(Story updated at 1:00 p.m. ET)
In a pre-Labor Day weekend bid to lower its backlog of contentious payment disputes, the CMS late Friday offered to pay hospitals 68% of all medical claims appealed by the service providers after having been rejected by outside auditors.
Most of the claims rejected by recovery auditor contractors
– so-called RACs – involved disputes over the validity of short inpatient stays, which the RACs say should have been billed at outpatient rates. The process puts the entire payment on hold. There is now a two-year backlog of hospital appeals before the Office of Medicare Hearings and Appeals.
“CMS encourages hospitals with inpatient status claims currently in the appeals process to make use of this administrative agreement mechanism to alleviate the administrative burden of current appeals on both the hospital and Medicare system,” the agency said in its late Friday statement
. Acute care and critical access hospitals are eligible for the settlement offer; psychiatric, inpatient rehab, long-term care, cancer and children's hospitals are not.

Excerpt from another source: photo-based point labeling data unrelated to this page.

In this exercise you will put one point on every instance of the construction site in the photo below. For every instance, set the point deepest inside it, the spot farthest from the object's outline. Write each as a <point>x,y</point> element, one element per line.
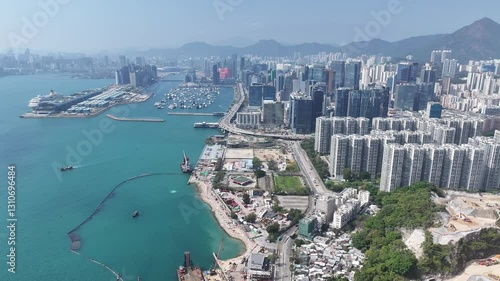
<point>465,213</point>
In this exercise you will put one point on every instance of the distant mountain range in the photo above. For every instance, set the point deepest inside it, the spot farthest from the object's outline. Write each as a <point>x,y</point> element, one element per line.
<point>479,40</point>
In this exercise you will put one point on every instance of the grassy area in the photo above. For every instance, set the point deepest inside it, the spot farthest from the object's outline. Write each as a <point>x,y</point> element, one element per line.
<point>289,185</point>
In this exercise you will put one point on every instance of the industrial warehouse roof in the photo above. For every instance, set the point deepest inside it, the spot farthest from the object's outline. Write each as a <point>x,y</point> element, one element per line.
<point>239,153</point>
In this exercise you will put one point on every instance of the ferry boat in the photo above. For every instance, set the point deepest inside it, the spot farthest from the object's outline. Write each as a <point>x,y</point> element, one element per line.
<point>185,165</point>
<point>67,168</point>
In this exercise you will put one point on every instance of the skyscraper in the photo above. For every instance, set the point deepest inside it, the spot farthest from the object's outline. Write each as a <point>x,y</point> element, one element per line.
<point>341,101</point>
<point>123,61</point>
<point>352,74</point>
<point>215,75</point>
<point>255,95</point>
<point>301,107</point>
<point>339,73</point>
<point>405,97</point>
<point>234,66</point>
<point>406,72</point>
<point>369,103</point>
<point>318,97</point>
<point>392,167</point>
<point>323,134</point>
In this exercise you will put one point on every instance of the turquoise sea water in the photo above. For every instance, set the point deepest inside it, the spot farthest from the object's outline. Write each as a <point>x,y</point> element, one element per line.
<point>49,203</point>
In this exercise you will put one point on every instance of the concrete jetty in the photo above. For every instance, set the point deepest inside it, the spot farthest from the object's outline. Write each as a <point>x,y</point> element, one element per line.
<point>196,113</point>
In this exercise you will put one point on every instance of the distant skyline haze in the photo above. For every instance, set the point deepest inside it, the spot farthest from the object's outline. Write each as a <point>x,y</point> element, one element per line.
<point>94,26</point>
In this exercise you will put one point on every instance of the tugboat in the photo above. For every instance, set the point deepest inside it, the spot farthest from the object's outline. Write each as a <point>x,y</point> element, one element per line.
<point>185,165</point>
<point>67,168</point>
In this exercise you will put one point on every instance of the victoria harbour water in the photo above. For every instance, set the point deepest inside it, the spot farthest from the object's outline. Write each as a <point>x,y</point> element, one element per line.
<point>50,203</point>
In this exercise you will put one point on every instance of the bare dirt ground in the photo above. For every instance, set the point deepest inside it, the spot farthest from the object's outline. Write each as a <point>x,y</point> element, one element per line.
<point>475,269</point>
<point>465,213</point>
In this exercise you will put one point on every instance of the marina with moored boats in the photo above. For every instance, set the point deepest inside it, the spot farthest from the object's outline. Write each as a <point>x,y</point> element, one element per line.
<point>188,98</point>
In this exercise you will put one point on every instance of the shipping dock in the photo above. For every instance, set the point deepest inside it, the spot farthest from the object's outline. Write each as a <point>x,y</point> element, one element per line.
<point>189,272</point>
<point>206,125</point>
<point>185,165</point>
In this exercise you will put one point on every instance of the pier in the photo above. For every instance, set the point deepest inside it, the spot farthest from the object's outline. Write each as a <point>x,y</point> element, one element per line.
<point>134,119</point>
<point>196,113</point>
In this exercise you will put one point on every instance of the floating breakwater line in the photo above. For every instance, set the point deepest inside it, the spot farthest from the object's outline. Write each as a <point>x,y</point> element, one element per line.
<point>134,119</point>
<point>75,238</point>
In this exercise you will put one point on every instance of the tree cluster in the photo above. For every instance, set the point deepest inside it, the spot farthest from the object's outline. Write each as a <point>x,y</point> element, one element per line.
<point>387,257</point>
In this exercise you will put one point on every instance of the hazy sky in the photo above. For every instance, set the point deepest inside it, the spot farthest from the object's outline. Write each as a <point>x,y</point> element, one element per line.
<point>92,25</point>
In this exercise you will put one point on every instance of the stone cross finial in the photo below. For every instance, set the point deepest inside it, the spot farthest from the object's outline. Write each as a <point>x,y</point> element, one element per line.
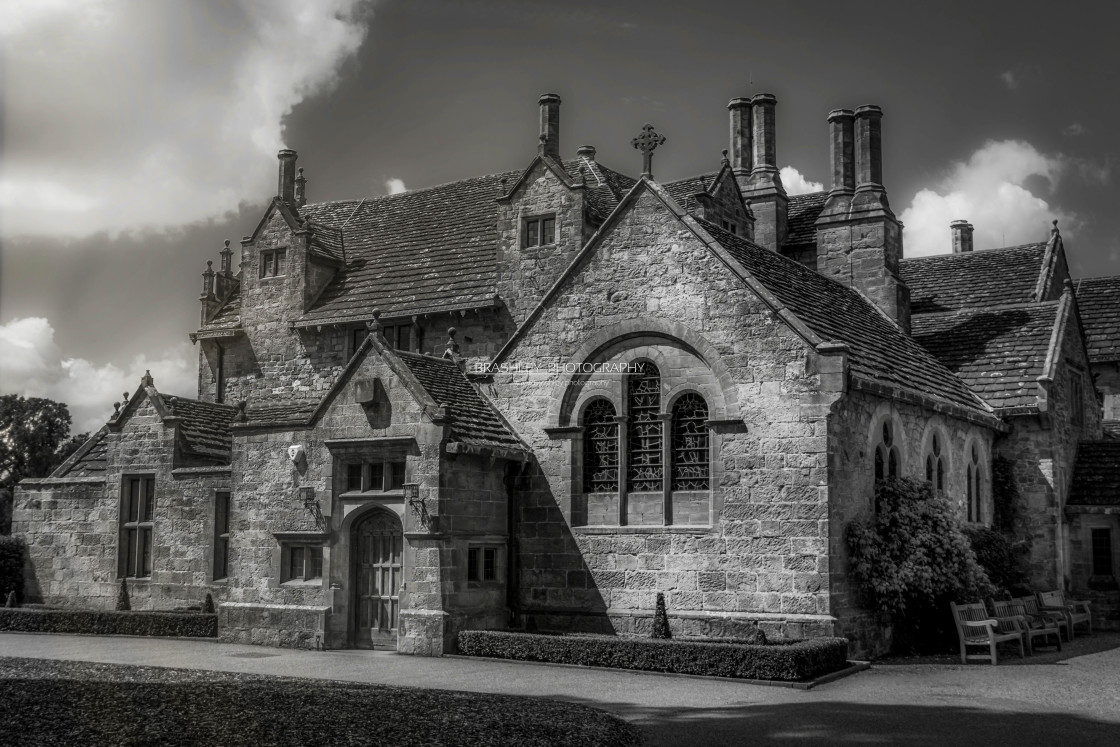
<point>646,142</point>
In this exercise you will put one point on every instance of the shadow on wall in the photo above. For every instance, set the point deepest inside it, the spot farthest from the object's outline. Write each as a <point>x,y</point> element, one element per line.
<point>557,589</point>
<point>845,722</point>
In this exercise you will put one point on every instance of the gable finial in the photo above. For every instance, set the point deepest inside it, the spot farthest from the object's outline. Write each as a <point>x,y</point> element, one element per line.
<point>646,142</point>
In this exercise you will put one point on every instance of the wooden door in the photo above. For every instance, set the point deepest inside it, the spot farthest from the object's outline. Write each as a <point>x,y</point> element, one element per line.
<point>378,543</point>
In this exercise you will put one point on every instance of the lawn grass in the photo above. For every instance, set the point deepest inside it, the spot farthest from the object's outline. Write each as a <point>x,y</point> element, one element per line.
<point>49,702</point>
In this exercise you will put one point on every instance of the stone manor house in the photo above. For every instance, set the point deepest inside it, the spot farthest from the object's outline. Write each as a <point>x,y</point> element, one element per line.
<point>537,399</point>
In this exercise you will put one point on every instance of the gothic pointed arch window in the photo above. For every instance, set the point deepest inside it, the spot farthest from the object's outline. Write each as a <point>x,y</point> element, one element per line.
<point>886,453</point>
<point>973,485</point>
<point>690,455</point>
<point>645,468</point>
<point>600,448</point>
<point>935,463</point>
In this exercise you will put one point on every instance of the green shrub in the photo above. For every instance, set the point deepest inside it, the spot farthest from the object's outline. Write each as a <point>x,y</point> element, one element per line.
<point>11,566</point>
<point>94,622</point>
<point>911,560</point>
<point>999,559</point>
<point>791,661</point>
<point>661,621</point>
<point>122,598</point>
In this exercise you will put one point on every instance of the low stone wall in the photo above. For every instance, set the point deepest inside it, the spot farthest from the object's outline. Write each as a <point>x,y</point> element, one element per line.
<point>286,626</point>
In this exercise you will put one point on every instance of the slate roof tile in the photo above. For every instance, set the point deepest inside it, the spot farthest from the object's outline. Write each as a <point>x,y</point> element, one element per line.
<point>474,420</point>
<point>426,250</point>
<point>951,282</point>
<point>879,349</point>
<point>1097,475</point>
<point>1099,305</point>
<point>205,427</point>
<point>93,463</point>
<point>801,217</point>
<point>999,353</point>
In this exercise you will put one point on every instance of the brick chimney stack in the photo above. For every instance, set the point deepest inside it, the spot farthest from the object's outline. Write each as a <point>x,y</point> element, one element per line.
<point>962,236</point>
<point>286,188</point>
<point>869,190</point>
<point>859,241</point>
<point>740,150</point>
<point>762,188</point>
<point>550,125</point>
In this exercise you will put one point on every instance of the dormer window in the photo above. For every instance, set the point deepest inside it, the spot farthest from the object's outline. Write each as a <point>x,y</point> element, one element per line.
<point>272,262</point>
<point>539,231</point>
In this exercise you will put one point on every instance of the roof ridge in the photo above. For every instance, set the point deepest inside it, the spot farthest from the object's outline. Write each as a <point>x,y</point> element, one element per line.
<point>1037,244</point>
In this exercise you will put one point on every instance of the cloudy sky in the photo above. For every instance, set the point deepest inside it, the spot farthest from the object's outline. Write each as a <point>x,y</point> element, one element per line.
<point>139,134</point>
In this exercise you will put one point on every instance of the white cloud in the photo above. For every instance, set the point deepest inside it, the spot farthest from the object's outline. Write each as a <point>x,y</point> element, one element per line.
<point>33,365</point>
<point>994,190</point>
<point>156,114</point>
<point>795,184</point>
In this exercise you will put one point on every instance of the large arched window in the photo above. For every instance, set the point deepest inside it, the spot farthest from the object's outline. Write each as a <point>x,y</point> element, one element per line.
<point>886,453</point>
<point>973,483</point>
<point>690,456</point>
<point>600,448</point>
<point>645,469</point>
<point>935,463</point>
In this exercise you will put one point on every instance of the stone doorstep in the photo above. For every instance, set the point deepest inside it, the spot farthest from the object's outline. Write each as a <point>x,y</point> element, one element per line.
<point>854,666</point>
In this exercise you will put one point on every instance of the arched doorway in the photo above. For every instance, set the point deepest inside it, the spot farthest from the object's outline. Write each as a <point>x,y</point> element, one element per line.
<point>378,542</point>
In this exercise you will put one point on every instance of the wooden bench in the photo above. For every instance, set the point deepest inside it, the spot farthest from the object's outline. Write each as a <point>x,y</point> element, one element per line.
<point>976,627</point>
<point>1075,612</point>
<point>1030,604</point>
<point>1032,626</point>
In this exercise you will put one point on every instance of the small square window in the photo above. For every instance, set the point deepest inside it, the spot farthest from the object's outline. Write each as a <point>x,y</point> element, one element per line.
<point>483,563</point>
<point>301,562</point>
<point>539,231</point>
<point>272,262</point>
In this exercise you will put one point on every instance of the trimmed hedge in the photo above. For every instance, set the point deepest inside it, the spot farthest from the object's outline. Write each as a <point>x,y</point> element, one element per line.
<point>95,622</point>
<point>793,661</point>
<point>11,567</point>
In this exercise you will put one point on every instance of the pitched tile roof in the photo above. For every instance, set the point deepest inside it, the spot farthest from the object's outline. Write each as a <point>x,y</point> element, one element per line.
<point>474,420</point>
<point>801,217</point>
<point>879,349</point>
<point>1097,475</point>
<point>999,353</point>
<point>1099,304</point>
<point>682,190</point>
<point>951,282</point>
<point>93,461</point>
<point>426,250</point>
<point>205,427</point>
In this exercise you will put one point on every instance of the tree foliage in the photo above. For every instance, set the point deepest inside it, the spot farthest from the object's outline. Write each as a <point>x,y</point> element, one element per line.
<point>912,559</point>
<point>31,431</point>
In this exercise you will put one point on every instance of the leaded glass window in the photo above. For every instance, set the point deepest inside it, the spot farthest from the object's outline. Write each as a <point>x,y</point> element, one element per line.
<point>644,455</point>
<point>600,448</point>
<point>690,444</point>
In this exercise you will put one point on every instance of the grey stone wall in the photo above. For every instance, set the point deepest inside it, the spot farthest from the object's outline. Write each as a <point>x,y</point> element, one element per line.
<point>764,556</point>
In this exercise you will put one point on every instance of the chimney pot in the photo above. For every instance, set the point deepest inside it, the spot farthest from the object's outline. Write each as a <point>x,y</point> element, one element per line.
<point>742,141</point>
<point>842,147</point>
<point>550,125</point>
<point>286,188</point>
<point>765,148</point>
<point>962,236</point>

All hospital trade associations have been vigorously lobbying the CMS to revamp its audit process. They claim paying outside contractors on commission creates an incentive to dispute claims “with little regard for the accuracy of their denials.”
The American Hospital Association
, which has filed suit challenging the appeals-driven delays in payments, admitted the CMS offer “could provide some temporary relief.” But it called the deal narrow.
It “fails to address the underlying cause of the problem – overzealous RAC reviewers,” the AHA said in a prepared statement.
Yet many hospitals may take CMS up on the Labor Day holiday offer, calculating that getting paid 68% of a claim soon – Medicare says it will pay claims subject to the offer within 60 days – beats waiting two years for an appeal that could go either way.
Hospitals have until the end of October to file settlement offers. They also can request an extension, the CMS statement said.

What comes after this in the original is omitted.